3  Exercise

3.1 The prediction task

The the present modelling task is to predict the physiological drought response, estimated by fLUE, from multispectral reflectances and the land surface temperature, paired with climate data and information about a site’s vegetation type:

\[ \begin{align} \mathrm{fLUE} \; \sim \; &\mathrm{NR\_B1} + \mathrm{NR\_B2} + \mathrm{NR\_B3} + \mathrm{NR\_B4} + \\ & \mathrm{NR\_B5} + \mathrm{NR\_B6} + \mathrm{NR\_B7} + \mathrm{LST} + \mathrm{t2m\_era5} + \\ & \mathrm{ssrd\_era5} + \mathrm{pcwd\_era5} + \mathrm{vegtype} \end{align} \]

The model is to be trained with the aim to spatially generalise, that is, to predict fLUE at a new location, not see during model training.

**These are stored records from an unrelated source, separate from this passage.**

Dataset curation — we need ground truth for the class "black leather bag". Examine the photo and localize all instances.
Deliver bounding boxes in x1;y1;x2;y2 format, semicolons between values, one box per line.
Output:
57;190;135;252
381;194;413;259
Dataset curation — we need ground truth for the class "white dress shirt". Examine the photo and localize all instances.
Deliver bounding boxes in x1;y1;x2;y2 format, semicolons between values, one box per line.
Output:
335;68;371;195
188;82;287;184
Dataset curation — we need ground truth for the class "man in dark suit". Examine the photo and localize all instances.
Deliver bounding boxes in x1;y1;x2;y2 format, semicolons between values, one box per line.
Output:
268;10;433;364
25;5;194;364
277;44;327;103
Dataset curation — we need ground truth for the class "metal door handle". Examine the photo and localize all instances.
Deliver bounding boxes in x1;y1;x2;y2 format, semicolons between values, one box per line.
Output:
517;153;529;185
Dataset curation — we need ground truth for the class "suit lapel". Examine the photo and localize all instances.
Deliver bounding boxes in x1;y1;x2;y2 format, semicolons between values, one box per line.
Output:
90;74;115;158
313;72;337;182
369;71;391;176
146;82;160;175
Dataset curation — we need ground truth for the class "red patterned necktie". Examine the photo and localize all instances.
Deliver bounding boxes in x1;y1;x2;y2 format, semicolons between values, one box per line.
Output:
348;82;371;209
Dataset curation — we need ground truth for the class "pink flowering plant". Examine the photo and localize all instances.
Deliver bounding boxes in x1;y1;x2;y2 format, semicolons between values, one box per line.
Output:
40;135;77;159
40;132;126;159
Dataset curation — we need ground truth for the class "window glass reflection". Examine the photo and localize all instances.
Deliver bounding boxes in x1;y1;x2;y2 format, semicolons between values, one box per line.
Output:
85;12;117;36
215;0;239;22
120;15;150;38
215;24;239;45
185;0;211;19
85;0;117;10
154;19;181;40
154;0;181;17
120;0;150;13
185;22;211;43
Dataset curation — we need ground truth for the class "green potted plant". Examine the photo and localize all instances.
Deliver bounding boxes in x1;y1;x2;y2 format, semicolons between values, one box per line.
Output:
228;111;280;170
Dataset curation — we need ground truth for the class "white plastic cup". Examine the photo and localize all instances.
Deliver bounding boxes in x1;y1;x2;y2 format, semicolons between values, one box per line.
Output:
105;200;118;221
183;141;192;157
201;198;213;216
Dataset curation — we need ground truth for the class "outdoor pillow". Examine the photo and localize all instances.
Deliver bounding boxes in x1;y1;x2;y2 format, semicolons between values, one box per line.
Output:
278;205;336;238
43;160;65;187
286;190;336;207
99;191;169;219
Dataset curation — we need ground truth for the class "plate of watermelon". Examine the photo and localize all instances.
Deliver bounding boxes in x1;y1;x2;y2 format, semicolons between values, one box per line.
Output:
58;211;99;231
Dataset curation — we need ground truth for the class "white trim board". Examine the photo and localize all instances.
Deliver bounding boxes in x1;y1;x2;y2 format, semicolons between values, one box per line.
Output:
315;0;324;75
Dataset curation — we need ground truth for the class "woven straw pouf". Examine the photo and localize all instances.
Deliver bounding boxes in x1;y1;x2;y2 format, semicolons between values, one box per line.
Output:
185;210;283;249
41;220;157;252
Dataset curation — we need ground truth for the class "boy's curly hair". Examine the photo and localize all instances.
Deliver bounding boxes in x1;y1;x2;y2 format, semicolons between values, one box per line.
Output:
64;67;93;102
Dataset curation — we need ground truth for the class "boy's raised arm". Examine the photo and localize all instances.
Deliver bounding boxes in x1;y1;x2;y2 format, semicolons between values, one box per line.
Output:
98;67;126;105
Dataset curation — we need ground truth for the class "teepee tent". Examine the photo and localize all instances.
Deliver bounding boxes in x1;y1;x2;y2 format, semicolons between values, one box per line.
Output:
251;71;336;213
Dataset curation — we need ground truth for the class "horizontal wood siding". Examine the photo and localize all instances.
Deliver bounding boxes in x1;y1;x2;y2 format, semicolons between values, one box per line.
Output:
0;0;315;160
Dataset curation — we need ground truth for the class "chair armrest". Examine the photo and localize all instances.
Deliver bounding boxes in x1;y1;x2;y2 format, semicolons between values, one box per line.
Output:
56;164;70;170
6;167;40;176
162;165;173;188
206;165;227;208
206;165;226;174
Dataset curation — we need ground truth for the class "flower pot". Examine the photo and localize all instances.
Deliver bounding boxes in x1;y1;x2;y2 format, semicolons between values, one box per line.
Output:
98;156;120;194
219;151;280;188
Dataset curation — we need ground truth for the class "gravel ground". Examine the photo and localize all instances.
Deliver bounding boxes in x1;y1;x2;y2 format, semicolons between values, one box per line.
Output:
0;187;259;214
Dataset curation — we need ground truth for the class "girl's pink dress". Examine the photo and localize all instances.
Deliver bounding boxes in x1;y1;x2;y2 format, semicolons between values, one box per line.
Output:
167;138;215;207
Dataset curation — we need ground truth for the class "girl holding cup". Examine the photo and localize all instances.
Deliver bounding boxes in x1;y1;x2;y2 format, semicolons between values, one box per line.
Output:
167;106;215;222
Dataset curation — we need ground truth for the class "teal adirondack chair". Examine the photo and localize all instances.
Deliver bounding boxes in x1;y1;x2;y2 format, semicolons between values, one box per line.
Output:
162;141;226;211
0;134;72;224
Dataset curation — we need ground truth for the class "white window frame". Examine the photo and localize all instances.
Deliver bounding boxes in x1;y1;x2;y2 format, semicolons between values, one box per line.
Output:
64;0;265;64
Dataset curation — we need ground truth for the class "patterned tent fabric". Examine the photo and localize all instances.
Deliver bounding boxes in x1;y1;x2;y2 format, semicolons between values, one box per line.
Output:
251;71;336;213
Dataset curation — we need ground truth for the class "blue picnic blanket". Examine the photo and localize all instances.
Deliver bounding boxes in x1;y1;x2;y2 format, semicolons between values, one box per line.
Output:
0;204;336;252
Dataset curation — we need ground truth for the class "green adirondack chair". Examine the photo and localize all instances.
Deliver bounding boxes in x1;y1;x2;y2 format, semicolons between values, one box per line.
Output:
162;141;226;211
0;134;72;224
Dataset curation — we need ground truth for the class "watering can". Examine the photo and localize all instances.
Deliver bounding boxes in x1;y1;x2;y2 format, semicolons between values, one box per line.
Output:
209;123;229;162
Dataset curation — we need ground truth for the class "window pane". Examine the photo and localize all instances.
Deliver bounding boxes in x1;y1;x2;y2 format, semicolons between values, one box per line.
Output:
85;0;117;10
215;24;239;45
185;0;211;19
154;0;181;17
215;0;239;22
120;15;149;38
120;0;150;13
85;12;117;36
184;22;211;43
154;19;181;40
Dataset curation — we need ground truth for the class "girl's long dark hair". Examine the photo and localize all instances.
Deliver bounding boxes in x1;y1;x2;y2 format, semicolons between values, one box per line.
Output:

You are free to chose any machine learning algorithm that is suitable for the present task.

Hints
  • Good results may be obtained by using a Random Forest model.
  • To train a model that generalises well to novel sites and is not overfitted to local conditions, use a cross-validation technique that delineates folds along sites. That is, a site’s data is either fully in the validation fold or in the training fold, but never split up between them. In R caret, this can be implemented using
folds <- caret::groupKFold(...)

traincntrlParams <- caret::trainControl(
  index = folds,
  method = "cv"
  ...
  )
  • The dates with fLUE value substantially below are relatively sparse in our dataset. However, we want a model that does not miss these (ecologically consequential) water stress events. To overemphasise sparse data during model training, respective dates’ data can be duplicated. In our dataset, the logical variable is_flue_drought defines whether fLUE is substantially below 1.0. Use this as a basis for “upsampling” respective data with the function step_upsample() from the recipes package.
  • The model training and testing data can be obtained from the Git repository of this tutorial. To find it, follow the link by clicking on the Github icon in the menu bar, find the repository called drought_predictors_competition, owned by the Github organisation geco-bern. The respective files are called competition2025_training_data.rds and competition2025_testing_data.rds. Note that the testing data does not contain the column flue. This is the “truth” in our competition and is withheld from participants submitting their results.
  • Fill (impute) missing data. As long as you impute only predictor data based on other predictors’ values, you may do this beforehand, i.e. not as part of a model training “recipe”. KNN imputation often works well.
  • Dummy-encode categorical predictor variables

3.2 Take part in the competition

Demonstrate improved model skill by submitting your model results to our internal leaderboard. The leaderboard requires you to submit a CSV file with your fLUE predicted values for the test data set. Submissions are made as a pull request to the AGDS 2 course repository https://github.com/geco-bern/agds2_course.

Your CSV file with labels should be stored in a file, added through your pull request. The file should have the following path with respect to the project directory: data/leaderboard/fLUE_fall_2025/[username]_results.csv (replace [username] with your Github username).